While we come from very different times and backgrounds, as a teenager who didn’t conform to the “standard beauty” that was (peer) pressured at the time and who also didn’t really care to, it just clicked.  This poetry was simple, of few words, and yet so powerful.  And when you read it aloud, you really felt the empowerment, love, and disregard for anyone else’s opinion about yourself.  You felt soul and sounded sharp.

I wanted to write like that.  And so I did back in high school.  I wrote short, simple poems.  I wrote fiercely feminist poems.  I wrote out more of my thoughts and emotions through carefully crafted lines – rewriting anger into art, awkward moments into accessible lessons, and more than the occasional fun poem honoring teenage moments, including losing my first car.  While I hope that these high school poems were transferred from older computers to usbs at some point during one of my many moves, they won’t make it onto this blog.  As promised, I will share a (very recently written) poem with you:

“trail head”

when i am lost
i head into the woods to try to find myself
collecting pieces through clicks of a camera
roots, fungi, rock
and searching for something unexpected
a hidden sign, an animal slipping by noticed, heart shaped leaves
inhaling crisp pre-dusk air, exhaling stale incessant thoughts
i lace together the parts of my day that require remembrance and the running storyline of my current venture
–stopping only to photograph a moment and adjust a shoe.

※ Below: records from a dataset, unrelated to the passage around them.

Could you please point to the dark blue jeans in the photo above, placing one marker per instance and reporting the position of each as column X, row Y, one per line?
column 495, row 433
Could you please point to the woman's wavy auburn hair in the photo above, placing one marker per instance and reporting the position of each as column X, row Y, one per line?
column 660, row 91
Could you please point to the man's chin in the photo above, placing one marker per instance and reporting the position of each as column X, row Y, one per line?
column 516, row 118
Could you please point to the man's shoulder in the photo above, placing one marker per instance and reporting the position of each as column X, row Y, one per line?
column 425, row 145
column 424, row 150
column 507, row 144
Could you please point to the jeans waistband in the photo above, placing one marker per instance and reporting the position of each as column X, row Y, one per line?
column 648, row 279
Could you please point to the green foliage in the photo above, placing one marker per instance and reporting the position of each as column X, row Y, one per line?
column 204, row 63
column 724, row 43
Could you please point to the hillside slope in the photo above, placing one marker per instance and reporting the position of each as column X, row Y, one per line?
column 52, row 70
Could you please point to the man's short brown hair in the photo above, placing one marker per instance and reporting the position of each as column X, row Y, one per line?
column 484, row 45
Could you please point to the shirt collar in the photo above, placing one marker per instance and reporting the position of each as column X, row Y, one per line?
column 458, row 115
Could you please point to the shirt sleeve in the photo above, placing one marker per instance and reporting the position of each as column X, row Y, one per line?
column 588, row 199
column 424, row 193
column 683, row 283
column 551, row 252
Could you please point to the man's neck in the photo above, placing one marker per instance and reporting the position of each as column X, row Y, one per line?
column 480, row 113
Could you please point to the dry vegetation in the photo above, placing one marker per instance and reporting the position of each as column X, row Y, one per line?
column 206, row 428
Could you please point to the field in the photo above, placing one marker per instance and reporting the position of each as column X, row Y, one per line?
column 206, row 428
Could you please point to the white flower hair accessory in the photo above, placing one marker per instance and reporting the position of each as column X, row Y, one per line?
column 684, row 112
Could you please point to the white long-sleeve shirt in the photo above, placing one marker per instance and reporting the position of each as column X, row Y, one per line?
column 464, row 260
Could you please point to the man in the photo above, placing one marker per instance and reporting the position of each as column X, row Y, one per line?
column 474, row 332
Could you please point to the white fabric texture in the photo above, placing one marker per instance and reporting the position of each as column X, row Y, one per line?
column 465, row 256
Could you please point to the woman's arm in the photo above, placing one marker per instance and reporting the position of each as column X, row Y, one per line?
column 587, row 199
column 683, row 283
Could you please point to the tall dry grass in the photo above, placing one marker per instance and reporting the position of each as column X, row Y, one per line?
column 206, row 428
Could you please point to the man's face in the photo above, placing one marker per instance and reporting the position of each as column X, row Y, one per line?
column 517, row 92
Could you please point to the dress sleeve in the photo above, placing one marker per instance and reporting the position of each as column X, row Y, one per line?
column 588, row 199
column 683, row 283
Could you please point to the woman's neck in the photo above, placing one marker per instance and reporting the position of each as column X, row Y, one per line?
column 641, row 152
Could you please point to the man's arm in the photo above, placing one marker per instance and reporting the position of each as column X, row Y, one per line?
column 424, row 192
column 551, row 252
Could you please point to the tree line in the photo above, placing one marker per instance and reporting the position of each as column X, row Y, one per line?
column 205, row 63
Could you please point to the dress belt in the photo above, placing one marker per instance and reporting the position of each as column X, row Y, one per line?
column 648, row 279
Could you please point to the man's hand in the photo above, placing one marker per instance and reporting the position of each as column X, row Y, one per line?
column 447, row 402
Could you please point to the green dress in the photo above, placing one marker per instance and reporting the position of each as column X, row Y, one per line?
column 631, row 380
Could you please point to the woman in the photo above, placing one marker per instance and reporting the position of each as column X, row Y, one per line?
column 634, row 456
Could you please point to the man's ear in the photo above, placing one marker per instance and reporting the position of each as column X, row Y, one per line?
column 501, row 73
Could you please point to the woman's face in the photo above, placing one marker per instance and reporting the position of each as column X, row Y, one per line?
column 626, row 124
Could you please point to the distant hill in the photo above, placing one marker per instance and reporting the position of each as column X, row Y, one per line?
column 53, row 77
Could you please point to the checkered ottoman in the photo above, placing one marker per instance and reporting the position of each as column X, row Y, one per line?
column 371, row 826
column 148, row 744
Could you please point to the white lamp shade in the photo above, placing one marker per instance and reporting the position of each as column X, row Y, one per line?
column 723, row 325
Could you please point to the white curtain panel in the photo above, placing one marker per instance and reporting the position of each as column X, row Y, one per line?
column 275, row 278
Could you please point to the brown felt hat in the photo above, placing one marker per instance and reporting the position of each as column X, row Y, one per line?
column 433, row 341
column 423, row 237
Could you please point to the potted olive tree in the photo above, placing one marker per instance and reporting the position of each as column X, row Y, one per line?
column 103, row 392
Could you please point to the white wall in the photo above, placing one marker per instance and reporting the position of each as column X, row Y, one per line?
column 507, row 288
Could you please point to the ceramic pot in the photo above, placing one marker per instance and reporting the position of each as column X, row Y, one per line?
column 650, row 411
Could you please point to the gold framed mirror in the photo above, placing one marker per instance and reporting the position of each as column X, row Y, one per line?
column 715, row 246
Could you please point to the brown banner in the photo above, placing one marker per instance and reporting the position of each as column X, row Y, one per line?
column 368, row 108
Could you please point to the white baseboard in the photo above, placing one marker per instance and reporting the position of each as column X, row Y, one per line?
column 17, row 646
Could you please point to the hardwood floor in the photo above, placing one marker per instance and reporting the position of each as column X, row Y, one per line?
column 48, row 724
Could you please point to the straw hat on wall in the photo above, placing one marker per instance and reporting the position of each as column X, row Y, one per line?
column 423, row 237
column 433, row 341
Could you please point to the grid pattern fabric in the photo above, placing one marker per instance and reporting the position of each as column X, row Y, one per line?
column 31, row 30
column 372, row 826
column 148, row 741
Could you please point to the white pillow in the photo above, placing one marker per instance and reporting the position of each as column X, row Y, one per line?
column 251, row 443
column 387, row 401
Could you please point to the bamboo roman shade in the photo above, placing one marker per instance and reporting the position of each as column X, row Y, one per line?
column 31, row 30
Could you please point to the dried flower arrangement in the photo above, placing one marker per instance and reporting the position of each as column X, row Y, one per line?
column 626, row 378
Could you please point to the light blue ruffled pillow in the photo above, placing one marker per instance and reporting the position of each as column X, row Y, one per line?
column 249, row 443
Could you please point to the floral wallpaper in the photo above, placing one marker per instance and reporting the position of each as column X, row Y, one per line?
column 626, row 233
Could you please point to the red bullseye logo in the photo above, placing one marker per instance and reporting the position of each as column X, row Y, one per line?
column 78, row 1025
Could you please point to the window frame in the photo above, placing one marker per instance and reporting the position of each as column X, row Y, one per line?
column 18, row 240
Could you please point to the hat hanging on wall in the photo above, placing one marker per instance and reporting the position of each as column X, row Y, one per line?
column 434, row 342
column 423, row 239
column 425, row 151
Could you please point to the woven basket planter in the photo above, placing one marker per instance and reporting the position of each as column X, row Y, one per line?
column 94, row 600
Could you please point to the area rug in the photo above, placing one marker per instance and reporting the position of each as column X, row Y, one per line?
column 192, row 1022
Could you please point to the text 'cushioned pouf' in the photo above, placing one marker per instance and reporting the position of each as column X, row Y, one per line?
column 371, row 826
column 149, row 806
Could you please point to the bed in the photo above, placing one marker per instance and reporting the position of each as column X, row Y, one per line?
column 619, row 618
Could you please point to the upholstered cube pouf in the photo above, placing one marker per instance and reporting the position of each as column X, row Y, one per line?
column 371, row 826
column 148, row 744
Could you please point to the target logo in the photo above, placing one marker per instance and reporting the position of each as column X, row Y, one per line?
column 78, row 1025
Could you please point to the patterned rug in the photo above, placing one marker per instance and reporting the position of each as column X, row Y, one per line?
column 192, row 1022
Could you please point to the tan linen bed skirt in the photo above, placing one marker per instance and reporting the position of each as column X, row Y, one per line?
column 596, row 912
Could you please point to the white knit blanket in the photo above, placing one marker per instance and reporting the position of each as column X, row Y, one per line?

sometimes some body runs past me
i don’t want to follow unless it’s to catch myself

sometimes i find a new path
unlike most of my life, i am curious to explore, fearless without thinking

i always find something in these woods – part of myself
encouraged, delighted, content
perhaps, i need to return to the woods before i am lost
my collection to grow without going missing
the search no longer for myself but simply connection
of trees, pine needles, dirt, moss, and the wonders of nature that live grounded
with or without me present.

While my writing has shifted – moving from poetry to nonfiction and coming back to poetry again- I hope to embrace the short poem again.  Simple words – nothing you need to look up.  I want to make my poems accessible to readers and inspire others that they can enjoy reading poetry (and maybe even try to write, too).  As Lucille Clifton continued to write about aging as she aged, I hope to write and blog about my growth as I continue.